# Best fishing: Hurricane, Bear, Karick?



## outdooraddict (Jan 2, 2013)

Putting together a camping, turkey hunting, bass fishing trip for some friends. I have only fished Hurricane lake. Which lake has the best fishing?


----------



## welldoya (Oct 5, 2007)

I know that the biggest fish have come out of Hurricane.
I recall several years ago when two huge bass came out of there in the same week. In the 14 lb range if I recall correctly. Maybe bigger.


----------



## Jason (Oct 2, 2007)

I would do Hurricane just cause it's bigger. Karrick has very nice camping facilities though.


----------



## Buckchaser (Jan 28, 2014)

Hurricane


----------



## auguy7777 (Feb 23, 2009)

Hurricane by far, don't bother with the other lakes.


----------



## Donut slayer (Jan 16, 2009)

Does hurricane have good bluegill and shellcracker?


----------



## Jason (Oct 2, 2007)

Donut slayer said:


> Does hurricane have good bluegill and shellcracker?


Blues yes, crackers---not sure since I don't ever target them. I would guess yes though....:thumbsup:


----------



## reelthrill (Oct 3, 2007)

lots of big shellcrackers in Hurricane. Spot the beds during the daylight and come back and fish for them at night.


----------



## fire228 (Oct 3, 2007)

I went to Bear and Hurricane lake yesterday. Was fishing from around 8am until 2pm and didn't get as much as a hit!!! So I threw the poles in the truck and just went walking around talking to others fishing there, some had been camping and fishing everyday for the past few days and caught only 2-3 fish...So it wasn't just my bad luck on the lake, the Fish just wouldnt bite.

I love fishing at Bear Lake though and Hurricane Lake is just huge so there is more places to fish. I haven't fished Karick Lake in about 15 years, but back then it was real good. Always had good luck there.

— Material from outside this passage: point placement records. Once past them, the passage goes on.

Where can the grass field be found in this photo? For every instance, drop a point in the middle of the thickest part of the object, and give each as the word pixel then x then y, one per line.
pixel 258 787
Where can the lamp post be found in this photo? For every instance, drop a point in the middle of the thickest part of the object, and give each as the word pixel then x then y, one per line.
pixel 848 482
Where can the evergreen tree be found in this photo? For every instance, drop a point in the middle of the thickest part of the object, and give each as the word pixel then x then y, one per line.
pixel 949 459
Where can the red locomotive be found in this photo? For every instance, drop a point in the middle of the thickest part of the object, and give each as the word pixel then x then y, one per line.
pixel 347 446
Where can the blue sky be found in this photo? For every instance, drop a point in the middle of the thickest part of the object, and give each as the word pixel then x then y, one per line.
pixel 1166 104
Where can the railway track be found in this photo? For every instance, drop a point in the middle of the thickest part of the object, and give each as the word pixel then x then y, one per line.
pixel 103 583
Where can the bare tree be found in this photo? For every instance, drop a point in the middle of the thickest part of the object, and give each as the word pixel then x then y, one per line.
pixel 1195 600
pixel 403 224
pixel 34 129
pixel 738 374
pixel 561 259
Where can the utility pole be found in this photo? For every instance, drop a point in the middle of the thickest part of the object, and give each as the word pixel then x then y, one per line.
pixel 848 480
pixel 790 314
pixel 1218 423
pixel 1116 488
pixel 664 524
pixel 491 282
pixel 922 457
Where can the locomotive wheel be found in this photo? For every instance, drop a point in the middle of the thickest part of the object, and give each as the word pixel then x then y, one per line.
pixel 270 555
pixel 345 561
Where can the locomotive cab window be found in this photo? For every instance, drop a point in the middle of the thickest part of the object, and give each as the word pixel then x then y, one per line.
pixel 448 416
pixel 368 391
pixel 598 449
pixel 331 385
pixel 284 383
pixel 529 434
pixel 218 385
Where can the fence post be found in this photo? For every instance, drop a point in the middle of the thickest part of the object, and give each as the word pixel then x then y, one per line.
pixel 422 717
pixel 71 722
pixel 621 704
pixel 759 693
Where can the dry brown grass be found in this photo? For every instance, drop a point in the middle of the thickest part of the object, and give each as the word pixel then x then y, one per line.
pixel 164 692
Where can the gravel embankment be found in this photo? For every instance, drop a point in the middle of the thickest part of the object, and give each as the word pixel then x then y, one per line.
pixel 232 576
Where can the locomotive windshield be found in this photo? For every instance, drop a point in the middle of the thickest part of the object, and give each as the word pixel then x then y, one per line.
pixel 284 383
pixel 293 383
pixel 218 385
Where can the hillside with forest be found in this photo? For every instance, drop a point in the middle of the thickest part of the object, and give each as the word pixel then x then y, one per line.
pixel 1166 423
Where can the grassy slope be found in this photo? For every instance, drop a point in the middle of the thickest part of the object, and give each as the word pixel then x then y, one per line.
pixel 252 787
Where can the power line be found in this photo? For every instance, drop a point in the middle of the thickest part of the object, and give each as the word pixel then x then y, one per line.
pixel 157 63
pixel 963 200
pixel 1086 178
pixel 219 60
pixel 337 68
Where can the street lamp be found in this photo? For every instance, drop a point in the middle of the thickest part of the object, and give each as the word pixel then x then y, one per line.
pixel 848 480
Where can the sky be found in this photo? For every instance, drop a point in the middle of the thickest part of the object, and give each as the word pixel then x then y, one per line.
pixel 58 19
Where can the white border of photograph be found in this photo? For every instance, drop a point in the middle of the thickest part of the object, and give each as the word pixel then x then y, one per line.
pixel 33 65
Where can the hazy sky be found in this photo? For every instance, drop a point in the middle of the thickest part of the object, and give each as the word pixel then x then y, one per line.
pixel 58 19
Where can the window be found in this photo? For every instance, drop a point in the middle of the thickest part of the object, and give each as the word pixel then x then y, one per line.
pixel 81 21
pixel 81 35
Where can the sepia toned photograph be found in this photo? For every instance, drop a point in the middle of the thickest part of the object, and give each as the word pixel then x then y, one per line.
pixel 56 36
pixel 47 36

So just watch the Weather, Pack the poles and go where-ever you want, you will have fun either way :thumbup:


----------



## SpeedoJosh (Jun 15, 2013)

Where are these places located? I recently put a little trolling motor on my jon boat and am looking to hit the lakes.

EDIT: NM, found them on Google maps. Looks like they're in Blackwater State Forrest.


----------